John Carpenter
John Howard Carpenter is an American filmmaker, composer, and actor. Most commonly associated with horror, action, and science fiction films of the 1970s and 1980s, he is generally recognized as a master of the horror genre. At the 2019 Cannes Film Festival, the French Directors' Guild gave him the Golden Coach Award and lauded him as "a creative genius of raw, fantastic, and spectacular emotions". On April 3, 2025, he received a star on the Hollywood Walk of Fame.
Carpenter's early films included critical and commercial successes such as Halloween, The Fog, Escape from New York, and Starman. Though he has been acknowledged as an influential filmmaker, his other productions from the 1970s and the 1980s only later came to be considered cult classics; these include Dark Star, Assault on Precinct 13, The Thing, Christine, Big Trouble in Little China, Prince of Darkness, They Live, In the Mouth of Madness, and Escape from L.A.. He returned to the Halloween franchise as a composer and executive producer on Halloween, Halloween Kills, and Halloween Ends.
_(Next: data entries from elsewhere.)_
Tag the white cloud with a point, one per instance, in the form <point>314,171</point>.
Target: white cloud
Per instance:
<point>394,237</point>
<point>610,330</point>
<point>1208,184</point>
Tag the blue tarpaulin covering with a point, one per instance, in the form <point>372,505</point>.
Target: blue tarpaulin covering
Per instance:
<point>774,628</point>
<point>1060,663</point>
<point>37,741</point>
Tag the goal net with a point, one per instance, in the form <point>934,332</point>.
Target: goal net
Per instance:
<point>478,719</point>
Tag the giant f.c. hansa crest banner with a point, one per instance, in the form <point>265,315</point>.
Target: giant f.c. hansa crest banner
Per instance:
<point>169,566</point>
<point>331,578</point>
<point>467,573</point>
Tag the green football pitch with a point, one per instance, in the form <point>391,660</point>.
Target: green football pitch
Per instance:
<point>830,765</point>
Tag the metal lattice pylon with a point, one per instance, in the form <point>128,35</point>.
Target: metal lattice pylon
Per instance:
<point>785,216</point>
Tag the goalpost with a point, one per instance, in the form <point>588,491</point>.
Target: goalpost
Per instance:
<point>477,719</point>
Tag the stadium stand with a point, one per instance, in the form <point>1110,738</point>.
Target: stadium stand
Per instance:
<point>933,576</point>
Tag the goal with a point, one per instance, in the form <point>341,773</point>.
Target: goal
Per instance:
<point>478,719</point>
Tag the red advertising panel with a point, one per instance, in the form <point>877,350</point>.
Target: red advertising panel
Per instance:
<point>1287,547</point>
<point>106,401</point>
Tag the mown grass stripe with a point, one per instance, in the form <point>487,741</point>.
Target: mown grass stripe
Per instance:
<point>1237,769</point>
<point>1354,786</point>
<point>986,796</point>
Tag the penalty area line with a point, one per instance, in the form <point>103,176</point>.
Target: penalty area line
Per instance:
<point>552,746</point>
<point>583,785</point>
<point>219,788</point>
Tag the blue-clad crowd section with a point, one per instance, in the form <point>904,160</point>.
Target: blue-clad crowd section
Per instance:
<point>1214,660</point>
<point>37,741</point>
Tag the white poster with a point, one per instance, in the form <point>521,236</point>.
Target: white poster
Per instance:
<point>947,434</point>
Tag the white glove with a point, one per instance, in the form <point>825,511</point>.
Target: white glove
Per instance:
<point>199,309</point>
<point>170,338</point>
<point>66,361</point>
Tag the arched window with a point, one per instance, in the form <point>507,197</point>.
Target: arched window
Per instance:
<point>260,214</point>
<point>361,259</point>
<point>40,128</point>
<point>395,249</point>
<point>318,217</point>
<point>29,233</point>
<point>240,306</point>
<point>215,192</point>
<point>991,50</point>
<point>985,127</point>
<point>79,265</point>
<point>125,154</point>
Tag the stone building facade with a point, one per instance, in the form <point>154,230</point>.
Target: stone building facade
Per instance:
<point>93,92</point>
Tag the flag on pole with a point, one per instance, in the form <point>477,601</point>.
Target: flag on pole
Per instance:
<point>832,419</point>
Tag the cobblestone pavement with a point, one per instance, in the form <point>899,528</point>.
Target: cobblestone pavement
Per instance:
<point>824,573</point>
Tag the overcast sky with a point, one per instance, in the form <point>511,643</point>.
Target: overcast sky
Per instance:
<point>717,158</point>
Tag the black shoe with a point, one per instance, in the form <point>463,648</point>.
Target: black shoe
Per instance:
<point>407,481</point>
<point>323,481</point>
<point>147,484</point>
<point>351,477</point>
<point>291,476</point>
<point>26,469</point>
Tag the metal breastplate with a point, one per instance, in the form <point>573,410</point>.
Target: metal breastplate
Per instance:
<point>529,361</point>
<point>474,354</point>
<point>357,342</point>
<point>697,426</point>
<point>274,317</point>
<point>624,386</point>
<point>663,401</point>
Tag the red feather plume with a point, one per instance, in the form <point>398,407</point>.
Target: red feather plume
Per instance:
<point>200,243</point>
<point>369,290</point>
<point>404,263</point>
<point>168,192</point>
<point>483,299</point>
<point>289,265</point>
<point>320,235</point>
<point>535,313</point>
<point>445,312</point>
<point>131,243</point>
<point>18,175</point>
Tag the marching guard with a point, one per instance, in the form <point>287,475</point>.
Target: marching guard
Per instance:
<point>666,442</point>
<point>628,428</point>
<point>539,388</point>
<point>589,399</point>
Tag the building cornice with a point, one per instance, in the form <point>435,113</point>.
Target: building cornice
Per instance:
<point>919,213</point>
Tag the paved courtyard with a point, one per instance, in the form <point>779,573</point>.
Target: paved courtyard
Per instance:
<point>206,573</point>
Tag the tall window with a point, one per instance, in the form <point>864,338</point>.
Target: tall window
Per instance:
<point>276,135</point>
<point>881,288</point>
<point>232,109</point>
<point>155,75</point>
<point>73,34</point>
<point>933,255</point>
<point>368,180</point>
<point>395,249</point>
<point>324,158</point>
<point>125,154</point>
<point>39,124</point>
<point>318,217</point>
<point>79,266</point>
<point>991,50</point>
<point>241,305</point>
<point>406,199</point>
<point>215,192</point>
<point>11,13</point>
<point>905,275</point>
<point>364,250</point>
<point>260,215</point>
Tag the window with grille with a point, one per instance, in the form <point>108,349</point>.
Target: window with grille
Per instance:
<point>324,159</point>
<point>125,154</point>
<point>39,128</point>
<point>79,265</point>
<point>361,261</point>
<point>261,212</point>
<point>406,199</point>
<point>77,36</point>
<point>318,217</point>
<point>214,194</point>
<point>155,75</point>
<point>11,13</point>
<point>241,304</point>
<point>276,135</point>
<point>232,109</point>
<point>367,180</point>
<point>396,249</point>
Carpenter usually composes or co-composes the music in his films. He won a Saturn Award for Best Music for the soundtrack of Vampires and has released five studio albums: Lost Themes, Lost Themes II, Anthology: Movie Themes 1974–1998, Lost Themes III: Alive After Death, and Lost Themes IV: Noir. He also produces horror, science fiction, and children's comics through Storm King Comics, the publisher founded by his wife, Sandy King, in 2013.
Early life
John Howard Carpenter was born in Carthage, New York, on January 16, 1948, the son of Milton Jean and music professor Howard Ralph Carpenter. In 1953, after his father accepted a job at Western Kentucky University, the family relocated to Bowling Green, Kentucky. For much of his childhood, he and his family lived in a log cabin on the university's campus. He was interested in films from an early age, particularly the westerns of Howard Hawks and John Ford, as well as 1950s low-budget horror films such as The Thing from Another World and high-budget sci-fi like Godzilla and Forbidden Planet.Carpenter began making short horror films with an 8 mm camera before he had even started high school. Just before he turned 14 in 1962, he made a few major short films: Godzilla vs. Gorgo, featuring Godzilla and Gorgo via claymation, and the sci-fi western Terror from Space, starring the one-eyed creature from It Came from Outer Space. He graduated from College High School, then enrolled at Western Kentucky University for two years as an English major and History minor. With a desire to study filmmaking, which no university in Kentucky offered at the time, he moved to California upon transferring to the USC School of Cinematic Arts in 1968. He would ultimately drop out of school in his final semester in order to make his first feature film.
Career
Early career: 1960s - 1970s
In a beginning film course at USC Cinema during 1969, Carpenter wrote and directed an eight-minute short film, Captain Voyeur. The film was rediscovered in the USC archives in 2011 and proved interesting because it revealed elements that would appear in his later film, Halloween.The next year he collaborated with producer John Longenecker as co-writer, film editor, and music composer for The Resurrection of Broncho Billy, which won an Academy Award for Best Live Action Short Film. The short film was enlarged to 35 mm, sixty prints were made, and the film was released theatrically by Universal Studios for two years in the United States and Canada.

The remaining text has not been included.